Chez les personnes âgées de plus de 65 ans vivant en milieu rural et agricole, la prévalence de la démence aurait significativement diminué, selon les derniers résultats d’une étude épidémiologique, intitulée AMI. « L’ampleur est inédite : sur 20 ans, on enregistre une baisse de la démence de 38 % en milieu rural », explique le directeur de l’étude, le Pr Dartigues, neurologue et spécialiste en santé publique à l’Université de Bordeaux Segalen.

Lancée en 2007, l’étude AMI – dirigée par le groupe de protection sociale complémentaire AGRICA, en partenariat avec la Mutualité sociale agricole (MSA) et l’Institut de Santé publique, d’épidémiologie et de développement (ISPED) – est un programme de recherche multidisciplinaire sur le vieillissement et la dépendance en milieu rural et agricole, portant sur environ 1 000 personnes de plus de 65 ans vivant en Gironde.

En 2009, les résultats préliminaires de l’étude AMI révélaient que les retraités agricoles étaient plus fréquemment touchés par les maladies neurodégénératives, mais qu’ils étaient globalement plus heureux que les citadins. En 2012, les résultats montraient que les personnes âgées vivant en milieu rural étaient souvent plus fragiles et plus fréquemment touchés par des affections de longue durée, mais qu’ils étaient pourtant très peu nombreux à résider dans des institutions spécialisées.

Baisse significative de la prévalence des déficits cognitifs

Cette fois, les chercheurs de l’ISPED et de l’INSERM ont comparé la cohorte AMI (906 patients) à la cohorte « PAQUID », portant sur 595 agriculteurs suivis dans le cadre d’une étude épidémiologique démarrée en 1988. Deux types de diagnostics ont été évalués : le premier, algorithmique, évalue grâce au Mini-Mental State examination (MMSE) les fonctions cognitives et la capacité mnésique d’une personne. Le deuxième, un diagnostic clinique, effectué par un neurologue, évalue l’altération des fonctions cognitives et leurs répercussions sur la vie quotidienne.

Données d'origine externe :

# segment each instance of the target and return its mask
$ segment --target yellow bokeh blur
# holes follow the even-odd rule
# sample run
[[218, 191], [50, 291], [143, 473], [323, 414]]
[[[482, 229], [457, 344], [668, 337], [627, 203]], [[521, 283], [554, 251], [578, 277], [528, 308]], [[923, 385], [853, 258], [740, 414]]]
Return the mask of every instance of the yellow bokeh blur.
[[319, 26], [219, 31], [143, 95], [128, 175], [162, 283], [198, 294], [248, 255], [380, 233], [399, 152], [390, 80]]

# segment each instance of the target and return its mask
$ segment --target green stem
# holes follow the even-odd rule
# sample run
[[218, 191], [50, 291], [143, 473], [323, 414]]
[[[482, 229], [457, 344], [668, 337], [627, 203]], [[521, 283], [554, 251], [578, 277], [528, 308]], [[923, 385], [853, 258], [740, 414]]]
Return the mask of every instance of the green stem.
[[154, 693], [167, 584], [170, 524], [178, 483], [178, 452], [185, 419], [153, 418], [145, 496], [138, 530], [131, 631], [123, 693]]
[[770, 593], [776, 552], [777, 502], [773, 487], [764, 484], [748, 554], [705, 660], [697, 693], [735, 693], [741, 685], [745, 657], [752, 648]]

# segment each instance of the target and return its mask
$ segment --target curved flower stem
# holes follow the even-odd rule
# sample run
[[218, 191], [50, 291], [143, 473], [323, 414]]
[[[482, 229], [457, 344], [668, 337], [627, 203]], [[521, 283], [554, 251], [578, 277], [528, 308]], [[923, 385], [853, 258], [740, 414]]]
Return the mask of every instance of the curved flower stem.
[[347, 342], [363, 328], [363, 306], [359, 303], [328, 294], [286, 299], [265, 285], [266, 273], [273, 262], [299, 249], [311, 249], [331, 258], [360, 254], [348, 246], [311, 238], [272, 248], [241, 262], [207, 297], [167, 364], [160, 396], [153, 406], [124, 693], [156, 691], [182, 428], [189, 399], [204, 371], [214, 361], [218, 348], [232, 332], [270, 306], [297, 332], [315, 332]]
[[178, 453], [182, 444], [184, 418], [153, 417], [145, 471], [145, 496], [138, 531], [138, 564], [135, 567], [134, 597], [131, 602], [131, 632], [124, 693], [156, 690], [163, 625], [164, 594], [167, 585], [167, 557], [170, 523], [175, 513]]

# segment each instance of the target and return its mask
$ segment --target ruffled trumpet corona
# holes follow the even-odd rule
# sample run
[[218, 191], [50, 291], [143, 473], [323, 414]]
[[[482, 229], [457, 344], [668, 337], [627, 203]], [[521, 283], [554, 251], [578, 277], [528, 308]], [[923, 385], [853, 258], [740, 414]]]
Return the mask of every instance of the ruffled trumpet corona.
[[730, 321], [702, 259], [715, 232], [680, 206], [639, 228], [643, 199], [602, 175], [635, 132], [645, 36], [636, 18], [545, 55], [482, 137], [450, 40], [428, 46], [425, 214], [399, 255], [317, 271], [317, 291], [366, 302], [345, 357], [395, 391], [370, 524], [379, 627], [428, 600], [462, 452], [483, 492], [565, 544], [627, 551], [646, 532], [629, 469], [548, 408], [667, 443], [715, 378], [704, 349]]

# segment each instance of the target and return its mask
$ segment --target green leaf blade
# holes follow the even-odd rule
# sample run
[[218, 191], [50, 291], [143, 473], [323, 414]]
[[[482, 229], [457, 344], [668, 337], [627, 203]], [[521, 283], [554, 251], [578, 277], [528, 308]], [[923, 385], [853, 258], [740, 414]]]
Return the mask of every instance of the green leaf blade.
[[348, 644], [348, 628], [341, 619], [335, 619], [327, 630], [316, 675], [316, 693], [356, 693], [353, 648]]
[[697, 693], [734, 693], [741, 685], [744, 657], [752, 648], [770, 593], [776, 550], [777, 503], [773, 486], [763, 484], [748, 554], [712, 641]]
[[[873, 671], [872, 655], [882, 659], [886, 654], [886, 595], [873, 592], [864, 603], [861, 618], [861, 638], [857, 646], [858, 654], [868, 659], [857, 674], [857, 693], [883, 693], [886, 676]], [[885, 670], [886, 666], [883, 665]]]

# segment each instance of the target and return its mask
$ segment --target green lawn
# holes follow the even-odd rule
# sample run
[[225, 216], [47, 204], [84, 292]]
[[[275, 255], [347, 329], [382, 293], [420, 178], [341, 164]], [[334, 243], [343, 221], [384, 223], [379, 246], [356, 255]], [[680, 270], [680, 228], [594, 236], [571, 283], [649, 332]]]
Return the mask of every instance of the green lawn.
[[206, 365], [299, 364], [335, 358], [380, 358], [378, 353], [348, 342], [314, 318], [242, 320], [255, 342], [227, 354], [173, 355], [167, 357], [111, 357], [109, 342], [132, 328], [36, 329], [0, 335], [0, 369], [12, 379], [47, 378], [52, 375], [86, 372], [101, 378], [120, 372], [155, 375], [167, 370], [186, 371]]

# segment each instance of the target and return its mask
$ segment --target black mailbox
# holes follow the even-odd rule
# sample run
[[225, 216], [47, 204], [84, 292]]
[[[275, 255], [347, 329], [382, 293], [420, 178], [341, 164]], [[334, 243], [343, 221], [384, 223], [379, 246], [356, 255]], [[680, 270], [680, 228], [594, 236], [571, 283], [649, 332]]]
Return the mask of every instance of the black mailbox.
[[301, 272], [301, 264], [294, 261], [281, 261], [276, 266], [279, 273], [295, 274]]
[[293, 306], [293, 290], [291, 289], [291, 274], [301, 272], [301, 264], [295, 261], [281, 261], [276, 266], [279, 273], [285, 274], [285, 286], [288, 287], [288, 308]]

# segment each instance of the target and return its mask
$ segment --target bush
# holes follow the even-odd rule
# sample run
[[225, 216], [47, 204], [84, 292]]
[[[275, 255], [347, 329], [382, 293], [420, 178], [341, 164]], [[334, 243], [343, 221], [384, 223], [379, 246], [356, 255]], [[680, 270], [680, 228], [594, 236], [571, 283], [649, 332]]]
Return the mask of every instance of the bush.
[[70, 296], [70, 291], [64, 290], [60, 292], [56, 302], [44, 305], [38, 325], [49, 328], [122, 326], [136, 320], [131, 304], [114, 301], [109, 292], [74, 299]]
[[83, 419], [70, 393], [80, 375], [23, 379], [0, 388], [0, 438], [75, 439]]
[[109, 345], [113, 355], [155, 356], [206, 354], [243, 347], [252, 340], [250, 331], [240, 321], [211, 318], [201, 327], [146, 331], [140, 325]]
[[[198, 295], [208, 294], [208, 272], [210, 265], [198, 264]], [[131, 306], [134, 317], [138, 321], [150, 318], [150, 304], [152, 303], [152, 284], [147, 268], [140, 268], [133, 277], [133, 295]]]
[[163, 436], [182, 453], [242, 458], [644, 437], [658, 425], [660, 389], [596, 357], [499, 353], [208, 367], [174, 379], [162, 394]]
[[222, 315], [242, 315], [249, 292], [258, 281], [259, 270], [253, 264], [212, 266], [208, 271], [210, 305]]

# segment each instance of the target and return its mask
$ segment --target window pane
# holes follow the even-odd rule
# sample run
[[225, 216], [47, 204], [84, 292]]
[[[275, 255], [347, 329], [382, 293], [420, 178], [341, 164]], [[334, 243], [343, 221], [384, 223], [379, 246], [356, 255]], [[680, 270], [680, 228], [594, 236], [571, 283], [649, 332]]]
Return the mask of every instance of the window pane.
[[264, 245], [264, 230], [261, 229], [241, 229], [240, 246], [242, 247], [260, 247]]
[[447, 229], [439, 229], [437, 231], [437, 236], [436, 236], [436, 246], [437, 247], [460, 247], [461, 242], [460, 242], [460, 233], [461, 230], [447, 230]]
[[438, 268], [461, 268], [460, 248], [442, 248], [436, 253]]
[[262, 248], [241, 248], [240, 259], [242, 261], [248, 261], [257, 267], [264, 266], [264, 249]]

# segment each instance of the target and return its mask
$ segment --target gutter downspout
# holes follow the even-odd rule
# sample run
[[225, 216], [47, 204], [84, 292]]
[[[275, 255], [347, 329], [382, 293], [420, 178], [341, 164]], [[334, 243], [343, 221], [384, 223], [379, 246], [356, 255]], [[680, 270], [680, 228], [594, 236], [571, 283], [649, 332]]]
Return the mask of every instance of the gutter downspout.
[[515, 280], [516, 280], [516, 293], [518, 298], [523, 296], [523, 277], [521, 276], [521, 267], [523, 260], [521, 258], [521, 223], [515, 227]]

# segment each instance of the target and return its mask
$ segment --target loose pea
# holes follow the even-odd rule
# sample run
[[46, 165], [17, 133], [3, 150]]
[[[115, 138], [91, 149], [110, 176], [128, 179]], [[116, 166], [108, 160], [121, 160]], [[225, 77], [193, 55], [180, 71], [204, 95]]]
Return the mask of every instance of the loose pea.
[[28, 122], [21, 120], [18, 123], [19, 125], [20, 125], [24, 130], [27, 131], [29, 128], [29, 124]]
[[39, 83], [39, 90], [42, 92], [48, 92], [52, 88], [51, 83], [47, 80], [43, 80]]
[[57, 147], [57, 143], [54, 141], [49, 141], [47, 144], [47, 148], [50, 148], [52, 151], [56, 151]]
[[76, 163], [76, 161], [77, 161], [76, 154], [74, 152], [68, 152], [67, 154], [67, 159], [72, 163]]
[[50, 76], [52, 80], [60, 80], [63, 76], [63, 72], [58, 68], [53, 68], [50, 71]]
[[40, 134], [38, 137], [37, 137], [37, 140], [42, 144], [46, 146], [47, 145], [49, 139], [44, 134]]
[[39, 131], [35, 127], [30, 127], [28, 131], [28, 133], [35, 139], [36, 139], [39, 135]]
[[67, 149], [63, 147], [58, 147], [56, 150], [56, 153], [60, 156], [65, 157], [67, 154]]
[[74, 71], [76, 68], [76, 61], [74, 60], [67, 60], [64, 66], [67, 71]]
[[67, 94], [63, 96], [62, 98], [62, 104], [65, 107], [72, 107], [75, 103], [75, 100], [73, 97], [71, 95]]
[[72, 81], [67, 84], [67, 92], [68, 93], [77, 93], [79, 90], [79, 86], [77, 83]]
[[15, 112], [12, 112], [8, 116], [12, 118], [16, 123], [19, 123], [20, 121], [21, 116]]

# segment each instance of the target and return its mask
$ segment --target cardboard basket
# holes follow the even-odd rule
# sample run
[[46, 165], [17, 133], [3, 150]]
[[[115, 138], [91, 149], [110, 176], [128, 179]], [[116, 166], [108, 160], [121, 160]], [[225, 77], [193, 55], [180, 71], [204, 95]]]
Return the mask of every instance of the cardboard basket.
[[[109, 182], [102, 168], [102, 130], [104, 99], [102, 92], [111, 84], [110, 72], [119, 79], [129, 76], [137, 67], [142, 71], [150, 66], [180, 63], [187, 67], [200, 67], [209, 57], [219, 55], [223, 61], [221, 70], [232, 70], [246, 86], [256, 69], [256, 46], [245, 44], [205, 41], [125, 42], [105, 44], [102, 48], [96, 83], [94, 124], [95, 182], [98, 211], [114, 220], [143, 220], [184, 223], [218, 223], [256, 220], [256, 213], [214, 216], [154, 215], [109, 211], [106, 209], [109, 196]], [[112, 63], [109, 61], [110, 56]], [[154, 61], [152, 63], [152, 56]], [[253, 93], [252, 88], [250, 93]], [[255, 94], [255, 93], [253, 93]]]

Ces travaux confirment une baisse significative de la prévalence des déficits cognitifs de 38 % en 20 ans et une meilleure sensibilité des médecins aux symptômes de la maladie. Cette diminution peut être corrélée à un meilleur niveau d’étude, une meilleure prise en charge des facteurs de risques cardiovasculaires, une amélioration de l’état de santé globale et des conditions de vie. Par ailleurs, les activités cognitives stimulantes permettraient de prévenir ou de retarder la survenue de troubles cognitifs et de démences. « Les activités de la vie quotidienne, comme la lecture, sont associées à une meilleure performance cognitive, trois heures après », explique Karine Pérès, chargée de recherche Inserm/ISPED à l’université de Bordeaux Segalen.

Baisse des déficiences visuelles

Autres résultats de l’étude AMI, la prévalence des déficiences visuelles aurait diminué de 7 %, passant de 31,8 % à 24 %. Ces résultats seraient associés à l’utilisation de lunettes « loupes », qui améliorent la vision de près, selon les chercheurs. « Un tiers de nos sujets sont atteints de déficiences visuelles, 49 % des sujets ont gagné un niveau au test de Parinaud », précise Karine Pérès. Parmi les 101 sujets présentant un déficit léger, 60 % ont récupéré des capacités normales, et parmi les 79 sujets présentant des déficits modérés à sévères, plus de 50 % ont vu leurs capacités s’améliorer, dont un tiers a recouvert des capacités visuelles normales en vison proche. « Il y a des leviers d’actions potentiels dans la prévention de la dépendance par une meilleure prise en charge ophtalmologique », poursuit Karine Pérès.

Aujourd’hui, les milieux ruraux font face à une pénurie d’ophtalmologistes. « Le message principal, c’est que la prévention marche chez les personnes âgées et que les maladies ne sont pas irrémédiables », conclu le Pr Dartigues.